Today’s Round 2 match-up features “Battling Bella” Abzug and Hortense Sparks Ward. Which woman inspires you the most? You can vote by participating in our daily Twitter or Facebook poll, or by casting a vote at the Circulation Desk. Happy voting!
Bella “Battling Bella” Abzug-“A woman’s place is in the House – The House of Representatives.”
From a very young age, Bella was extremely competitive and would consistently beat other children in different competitions. She defied her Jewish Synagogue by performing a mourning prayer every day for a year after her father passed away despite the prayer being traditionally held only for the sons of the deceased. She was class president of her high school and obtained admission to the bar in the 1940s, a time when there were very few women lawyers. She openly fought for Women’s rights and equality; years before her actual election to the House of Representatives, she was placed on Nixon’s infamous master list of political opponents. She beat a 14-year incumbent for her spot in the United States House of Representatives, earning the nickname “Battling Bella.” After her district was eliminated because of redistricting, she ran again and again beat an incumbent for the position. She was one of the first members to openly support legislation for gay rights by introducing the Equality Act of 1974. She attempted to run for the United States Senate, but lost by less than one percent, despite the fact that the media did not once cover her campaign and only spoke about the male candidates. She continued to advocate for women’s rights throughout the rest of her life, coining the popular phrase, “A woman’s place is in the House – The House of Representatives.” She spoke before the United Nations and traveled the world fighting for women until her death. She was very well-known for wearing vibrant hats, but constantly told people, “it’s what’s under the hats that count!” A year before her death, Battling Bella won the Blue Beret Peacekeepers Award, which is the highest civilian honor that the United Nations can award.

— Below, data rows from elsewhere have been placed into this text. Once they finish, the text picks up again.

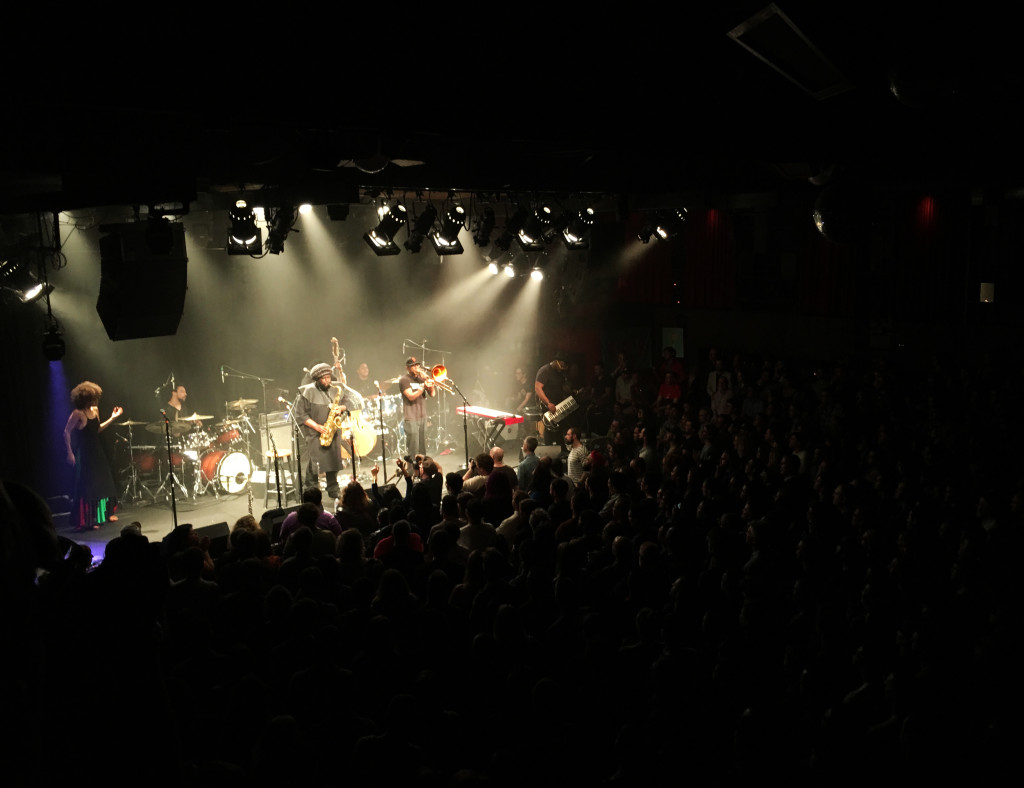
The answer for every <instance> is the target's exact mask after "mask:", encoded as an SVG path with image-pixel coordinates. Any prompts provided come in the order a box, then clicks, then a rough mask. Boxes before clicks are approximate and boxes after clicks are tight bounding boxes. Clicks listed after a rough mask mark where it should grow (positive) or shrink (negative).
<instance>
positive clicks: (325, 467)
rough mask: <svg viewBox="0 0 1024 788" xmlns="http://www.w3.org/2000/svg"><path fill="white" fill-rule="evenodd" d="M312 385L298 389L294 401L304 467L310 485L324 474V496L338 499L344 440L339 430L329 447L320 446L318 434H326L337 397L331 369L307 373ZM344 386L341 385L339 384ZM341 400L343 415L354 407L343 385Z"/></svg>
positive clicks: (312, 483)
mask: <svg viewBox="0 0 1024 788" xmlns="http://www.w3.org/2000/svg"><path fill="white" fill-rule="evenodd" d="M309 377H310V378H311V379H312V383H307V384H306V385H305V386H301V387H300V388H299V396H298V397H296V399H295V406H294V407H293V410H294V412H295V420H296V422H298V424H300V425H301V426H302V432H303V434H304V435H305V436H306V457H307V458H308V463H307V465H306V469H307V473H308V474H309V479H310V482H311V483H312V484H313V485H315V484H316V481H315V480H316V479H318V476H319V474H321V473H323V474H324V477H325V480H326V482H327V494H328V496H329V497H331V498H337V497H338V496H339V494H340V493H341V488H340V487H339V486H338V471H340V470H341V467H342V461H341V447H342V443H343V441H344V440H345V438H344V436H343V435H339V434H338V433H339V432H342V431H341V430H338V431H337V432H335V435H334V440H332V441H331V444H330V445H328V446H322V445H321V440H319V439H321V435H323V434H324V433H325V432H326V431H327V426H326V425H327V422H328V421H329V418H330V414H331V405H332V404H333V403H334V398H335V397H336V396H337V395H338V390H339V388H338V387H337V386H332V385H331V366H330V365H329V364H325V363H323V362H322V363H318V364H316V365H315V366H313V368H312V369H310V370H309ZM342 383H343V382H342ZM340 390H341V398H340V400H339V403H338V405H339V409H340V411H341V413H342V414H343V415H342V418H343V419H344V418H346V417H345V415H344V413H346V412H347V411H349V410H351V409H352V408H353V402H352V399H351V397H352V394H351V392H350V391H349V390H348V389H347V388H345V387H344V386H341V387H340Z"/></svg>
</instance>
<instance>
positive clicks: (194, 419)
mask: <svg viewBox="0 0 1024 788" xmlns="http://www.w3.org/2000/svg"><path fill="white" fill-rule="evenodd" d="M187 398H188V391H187V390H186V389H185V387H184V385H182V384H180V383H179V384H178V385H177V386H175V387H174V388H173V389H171V398H170V399H169V400H167V404H168V406H170V407H172V408H173V409H174V413H173V415H174V421H175V422H180V421H184V420H185V419H186V415H185V409H184V404H185V400H186V399H187ZM193 415H194V417H195V413H193ZM187 421H189V422H191V423H193V429H194V430H200V429H202V428H203V423H202V422H200V421H198V420H196V419H188V420H187Z"/></svg>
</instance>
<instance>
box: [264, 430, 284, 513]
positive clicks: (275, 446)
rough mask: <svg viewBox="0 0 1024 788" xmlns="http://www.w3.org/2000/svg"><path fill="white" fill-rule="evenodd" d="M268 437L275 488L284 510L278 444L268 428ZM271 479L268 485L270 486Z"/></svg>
mask: <svg viewBox="0 0 1024 788" xmlns="http://www.w3.org/2000/svg"><path fill="white" fill-rule="evenodd" d="M266 437H267V440H268V441H269V442H268V443H267V445H268V446H269V447H270V452H271V453H272V454H273V479H274V486H275V487H276V488H278V509H283V507H282V506H281V465H280V463H279V462H278V444H276V442H275V441H274V440H273V435H272V434H271V433H270V428H269V427H267V428H266ZM269 483H270V482H269V479H268V480H267V484H269Z"/></svg>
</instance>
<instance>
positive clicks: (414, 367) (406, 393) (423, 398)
mask: <svg viewBox="0 0 1024 788" xmlns="http://www.w3.org/2000/svg"><path fill="white" fill-rule="evenodd" d="M398 389H399V390H400V391H401V404H402V420H403V421H402V429H404V431H406V443H407V451H406V453H408V454H409V455H410V456H416V455H417V454H426V453H427V401H426V397H435V396H437V390H436V388H435V387H434V381H433V379H432V378H430V376H428V375H427V374H426V373H424V371H423V367H422V366H421V365H420V362H419V360H418V359H417V358H416V356H410V357H409V358H407V359H406V374H404V375H403V376H401V377H400V378H399V379H398Z"/></svg>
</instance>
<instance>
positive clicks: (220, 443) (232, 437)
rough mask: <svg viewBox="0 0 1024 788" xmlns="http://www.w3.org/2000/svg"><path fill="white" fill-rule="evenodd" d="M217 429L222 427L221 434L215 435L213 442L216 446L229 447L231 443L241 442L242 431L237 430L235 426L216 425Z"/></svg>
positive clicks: (241, 437) (241, 430) (237, 428)
mask: <svg viewBox="0 0 1024 788" xmlns="http://www.w3.org/2000/svg"><path fill="white" fill-rule="evenodd" d="M218 427H222V428H223V432H221V433H220V434H219V435H217V438H216V440H215V441H214V442H215V443H216V445H218V446H230V445H231V444H232V443H236V442H237V441H240V440H242V430H241V429H240V428H239V426H238V425H237V424H233V423H229V424H224V425H218ZM211 445H213V444H211Z"/></svg>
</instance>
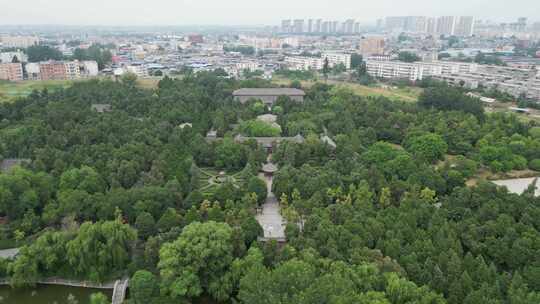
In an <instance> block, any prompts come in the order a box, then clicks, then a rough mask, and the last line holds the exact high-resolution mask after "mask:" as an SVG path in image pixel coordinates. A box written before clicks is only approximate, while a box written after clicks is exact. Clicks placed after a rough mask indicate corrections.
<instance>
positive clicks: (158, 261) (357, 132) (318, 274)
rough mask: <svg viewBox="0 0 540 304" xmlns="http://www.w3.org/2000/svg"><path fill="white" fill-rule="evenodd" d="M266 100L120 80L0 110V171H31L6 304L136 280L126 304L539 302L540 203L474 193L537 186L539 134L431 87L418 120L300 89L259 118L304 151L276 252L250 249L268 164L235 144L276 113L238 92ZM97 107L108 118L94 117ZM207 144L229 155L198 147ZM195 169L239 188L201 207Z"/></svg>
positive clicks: (393, 102) (15, 192)
mask: <svg viewBox="0 0 540 304" xmlns="http://www.w3.org/2000/svg"><path fill="white" fill-rule="evenodd" d="M270 86H272V84H271V83H270V82H267V81H264V80H261V79H249V80H244V81H237V80H232V79H226V78H223V77H220V76H218V75H217V74H214V73H209V72H201V73H197V74H189V75H186V76H185V77H184V78H182V79H170V78H168V77H165V78H164V79H163V80H161V81H160V83H159V85H158V87H157V88H156V89H152V90H151V89H143V88H141V87H138V86H137V85H136V82H135V79H133V78H132V77H124V78H123V79H120V80H119V81H111V80H91V81H85V82H77V83H75V84H73V86H72V87H69V88H67V89H60V90H58V91H55V92H54V93H50V92H48V91H46V90H44V91H39V92H38V91H36V92H34V93H32V94H31V95H30V96H28V97H25V98H21V99H19V100H17V101H16V102H13V103H1V104H0V159H2V158H23V159H30V160H31V161H30V163H28V164H24V165H23V167H22V168H21V167H15V168H14V169H12V170H11V171H8V172H4V173H1V174H0V215H1V216H3V217H4V219H5V221H6V223H5V224H3V229H2V231H1V233H0V237H1V239H2V240H3V241H15V242H16V243H17V244H19V245H22V248H21V252H20V254H19V255H18V256H17V258H16V259H15V260H13V261H10V260H0V272H1V274H0V276H1V277H5V278H9V280H10V282H11V284H12V285H14V286H17V287H18V286H25V285H32V284H34V283H35V282H36V281H37V280H38V279H40V278H44V277H50V276H60V277H66V278H77V279H88V280H93V281H98V282H102V281H107V280H110V279H112V278H118V277H121V276H123V275H129V276H130V277H131V281H130V299H129V303H135V304H138V303H190V302H191V301H192V300H194V299H197V298H199V297H208V298H211V299H213V300H214V301H216V303H246V304H248V303H249V304H259V303H260V304H266V303H268V304H274V303H283V304H288V303H290V304H293V303H306V304H308V303H321V304H322V303H328V304H348V303H350V304H353V303H354V304H356V303H361V304H368V303H369V304H371V303H376V304H405V303H410V304H413V303H415V304H416V303H423V304H444V303H449V304H462V303H464V304H484V303H495V304H507V303H508V304H529V303H530V304H533V303H539V302H540V259H539V258H538V257H539V256H540V233H539V230H540V199H539V198H538V197H534V195H533V194H534V189H528V190H527V191H526V192H525V193H524V194H522V195H517V194H511V193H509V192H508V191H507V190H506V189H503V188H498V187H496V186H495V185H493V184H491V183H489V182H486V181H482V180H481V179H480V180H479V182H478V183H477V184H476V185H475V186H467V181H469V180H470V179H472V178H477V177H478V176H477V175H478V172H479V171H480V170H484V171H485V170H487V171H490V172H498V173H502V172H508V171H511V170H524V169H534V170H538V169H539V167H540V127H539V126H538V125H535V124H534V123H532V122H531V123H523V122H522V121H520V120H519V119H518V118H517V117H516V116H514V115H512V114H504V113H493V114H490V113H484V111H483V108H482V107H481V104H480V103H479V101H477V100H476V99H473V98H469V97H467V96H465V95H463V92H461V91H459V90H453V89H450V88H447V87H444V86H434V87H429V88H427V89H425V91H424V93H423V94H422V96H421V97H420V99H419V102H418V103H410V102H398V101H391V100H388V99H386V98H383V97H361V96H358V95H355V94H354V93H353V92H351V91H349V90H347V89H346V88H343V87H334V86H331V85H326V84H315V85H313V86H312V87H310V88H305V90H306V94H307V95H306V99H305V102H304V103H302V104H299V103H294V102H292V101H291V100H289V99H288V98H285V97H282V98H280V99H279V100H278V101H277V103H276V105H274V107H273V109H271V111H272V113H274V114H278V121H277V122H278V123H279V125H280V126H281V127H282V133H281V135H282V136H295V135H297V134H301V135H302V136H303V137H304V138H305V141H304V143H293V142H286V143H283V144H281V145H280V146H279V147H278V148H277V149H276V150H275V151H274V154H273V160H274V162H276V163H277V164H278V165H279V168H280V169H279V171H278V172H277V174H276V176H275V178H274V184H273V191H274V193H275V194H276V196H277V197H278V198H279V201H280V205H281V209H282V215H283V216H284V218H285V219H286V220H287V222H288V224H287V227H286V234H287V240H288V241H287V243H286V244H285V245H278V244H277V243H275V242H267V243H262V242H259V241H258V240H257V238H258V236H261V235H262V228H261V227H260V226H259V224H258V223H257V221H256V220H255V214H256V207H257V205H258V204H260V203H261V198H264V197H265V196H266V189H265V187H263V186H264V183H263V185H261V183H260V180H258V179H257V178H256V174H257V172H258V170H259V168H260V166H261V164H262V163H264V162H265V159H266V153H265V152H264V150H263V149H262V148H260V147H258V146H257V144H256V142H254V141H247V142H245V143H241V144H240V143H236V142H235V141H234V140H233V137H234V135H235V134H234V132H233V131H234V130H237V127H238V124H239V122H253V121H254V119H255V118H256V117H257V115H261V114H265V113H266V112H268V111H270V110H268V109H265V108H264V107H263V108H261V107H260V106H259V103H258V102H257V101H253V102H248V103H247V104H244V105H243V104H240V103H237V102H234V100H233V98H232V94H231V93H232V91H234V90H235V89H238V88H242V87H270ZM104 103H106V104H110V105H111V107H112V111H111V112H107V113H98V112H95V111H92V110H91V105H92V104H104ZM185 123H190V124H191V125H192V127H185V126H184V127H181V125H183V124H185ZM243 127H244V129H245V130H253V129H254V126H252V125H250V123H248V124H247V125H244V126H243ZM211 129H213V130H216V131H217V133H218V134H219V136H220V137H223V139H222V140H215V141H207V140H205V135H206V133H207V132H208V131H209V130H211ZM255 129H256V128H255ZM320 134H327V135H329V136H331V137H332V138H333V139H334V140H335V142H336V146H337V147H336V148H335V149H333V148H332V147H330V146H329V145H328V144H325V143H324V142H322V141H320V140H319V138H320ZM202 168H215V169H217V170H224V171H226V172H239V173H238V176H240V177H241V178H238V180H240V181H241V182H239V183H238V184H233V183H232V182H224V183H223V184H221V185H219V187H217V189H216V190H215V191H212V192H210V193H208V192H205V191H203V189H202V187H201V184H200V174H201V170H203V169H202ZM96 301H97V300H96Z"/></svg>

Hortense Sparks Ward-“When a woman in Texas marries today, her husband has the sole management of all her separate property and of all her interest in the community property … He may even mortgage or sell every piece of furniture in the home, and she is helpless to prevent, even if her earnings have paid for every piece. He has a right to sell her dresses if he sees fit, and she cannot prevent…”
After working as a court reporter for a time, Hortense married an attorney and then became the first woman to pass the Texas State Bar in 1910. Afterwards, she worked with her husband but did mostly background work due to the response of all male juries. Hortense was an avid advocate for women’s rights and led campaigns that resulted in women being able to vote in the Texas primary elections. In 1925, when virtually all qualified male lawyers in Texas had to recuse themselves from a case due to personal connection with the parties, Hortense was named Chief Justice in a special Texas Supreme Court made up of her and two other female lawyers.
Disclaimer: This is a friendly competition that is meant to increase awareness about some amazing women. The match ups were determined by a random outcome generator, and the winner will be determined based solely on the votes submitted by the participants. We are in no way seeking to pit one woman against each other in any inappropriate way, because each woman is inspiring in her own right.